Заговорили о том первом вечере, когда сошлись после того, как вышибалы вытурили нас из «Джиллиане».

– Помните, как было холодно? – спросила Сара, прихлебывая имбирный эль. Почему она такая зеленая? Заболела или я напилась?

– У-ух! – помахала рукой перед ее носом Уснейвис. – Как я тогда закоченела!

Я помнила. Бывают ночи, когда в леденящем воздухе Бостона после закрытия баров наступает мертвая тишина, и даже тачки не тарахтят по Кенмор-сквер. Неживой, застывший, солоноватый воздух. Такой, как сегодня.

– Мы были не в себе, – добавила Элизабет, качая головой и подаваясь вперед. – Совершенно не в себе.

Именно. Только зеленые первокурсницы-идиотки могли оставаться на улице в такой час и блевать в стоки, желая доказать, что они уже взрослые. Вот такими были мы, sucias – шалопаистые, смеющиеся, шатающиеся по улицам и, наконец, свободные.

– Мы пошли гулять, – сказала Эмбер, и мы все рассмеялись. А она начала рассказ.

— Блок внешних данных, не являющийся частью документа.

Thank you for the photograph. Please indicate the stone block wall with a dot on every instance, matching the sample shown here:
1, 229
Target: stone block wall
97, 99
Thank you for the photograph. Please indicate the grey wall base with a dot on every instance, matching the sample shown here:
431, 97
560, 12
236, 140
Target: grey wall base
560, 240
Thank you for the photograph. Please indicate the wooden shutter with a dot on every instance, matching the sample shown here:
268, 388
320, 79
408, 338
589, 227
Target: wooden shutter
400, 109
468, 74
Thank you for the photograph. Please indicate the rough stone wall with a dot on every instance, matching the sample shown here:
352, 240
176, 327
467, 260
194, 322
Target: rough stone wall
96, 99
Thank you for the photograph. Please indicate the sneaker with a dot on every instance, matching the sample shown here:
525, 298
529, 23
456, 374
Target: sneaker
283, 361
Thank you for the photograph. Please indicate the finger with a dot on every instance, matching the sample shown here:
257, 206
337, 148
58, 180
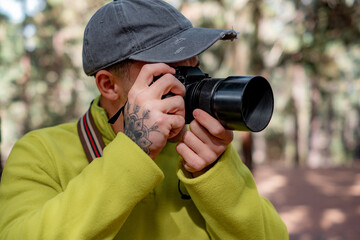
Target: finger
170, 125
177, 125
212, 125
149, 71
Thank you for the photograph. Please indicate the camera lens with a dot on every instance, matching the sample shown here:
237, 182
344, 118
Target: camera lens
243, 103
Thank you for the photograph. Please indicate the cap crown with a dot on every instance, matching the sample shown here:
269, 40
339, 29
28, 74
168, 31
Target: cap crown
126, 27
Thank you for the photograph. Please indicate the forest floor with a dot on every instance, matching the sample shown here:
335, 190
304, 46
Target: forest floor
315, 204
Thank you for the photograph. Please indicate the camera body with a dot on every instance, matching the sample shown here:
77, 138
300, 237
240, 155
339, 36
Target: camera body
243, 103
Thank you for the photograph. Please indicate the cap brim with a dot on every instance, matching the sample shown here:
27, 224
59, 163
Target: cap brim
186, 44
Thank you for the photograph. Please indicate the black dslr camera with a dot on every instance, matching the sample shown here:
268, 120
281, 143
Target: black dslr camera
243, 103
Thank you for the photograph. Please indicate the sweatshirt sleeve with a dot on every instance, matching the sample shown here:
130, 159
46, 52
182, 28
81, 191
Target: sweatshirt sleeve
93, 205
227, 198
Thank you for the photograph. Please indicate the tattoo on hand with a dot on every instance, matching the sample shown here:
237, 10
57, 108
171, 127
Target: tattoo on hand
136, 129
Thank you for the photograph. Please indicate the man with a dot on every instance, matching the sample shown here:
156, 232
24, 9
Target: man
131, 188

Мы, как юные estupidas[40], отправились в общежитие пешком – по замусоренным переулкам, где кишели крысы размером с небольших собак, мимоФенуэй-парк, петляя в зловонии Фене. На одном перекрестке видели, как молодые парни латиноамериканской наружности передавали белым, на вид юристам, в шикарной машине шарики в фольге. Мы видели типа с неухоженной афро[41] и в красной шляпе, оравшего на девчонку. Двоих мужчин, которые трахались в тростнике у стоячей воды. Ух, как это захватывало – мы в Бостоне, в колледже, в большом городе. Без родителей, вместе. Мы пихались и хихикали, словно не умирали от холода в облегающих костюмчиках, все, кроме Ребекки, которая выглядела так, будто шла на занятия по катехизису, – в шерстяном костюме с красной лентой на голове. Она прижимала руки к груди и смотрела на нас как на безумных. У всех в ледяной тьме вился изо рта сумасшедший голубой парок. А у Ребекки Бака – нет. Я поинтересовалась, уж не дьяволица ли она, с холодным вином причастия в жилах вместо крови. Мой вопрос не показался ей остроумным. Более того, она потом не разговаривала со мной два месяца. Уже в то время эта девушка была щепетильной.

Мы, sucias, дурили не только так. Таскались повсюду и заговаривали по-испански лишь затем, чтобы до людей дошло, понимаете? Дошло, что мы латиноамериканки. Потому что по нашему внешнему виду это не сразу все понимали. Но Сара и Элизабет говорили правильно, потому что Сара была из Майами, где испанский как бы официальный язык (не смейтесь, там настоящая заграница), а Элизабет – из Колумбии, где испанский в самом деле официальный язык. А остальные продирались через El Castellano с грацией гиппопотамих в посудной лавке. Не чуяли никаких нюансов, не знали, какой должна быть латиноамериканка, навесили на себя кликуху и старались как могли. Но важно другое: мы стали sucias, притом sucias, которые с тех пор держались вместе. Вместе учились, вместе ходили за покупками, работали, вместе смеялись и плакали, вместе росли. Sucias держали слово и до сих пор держат.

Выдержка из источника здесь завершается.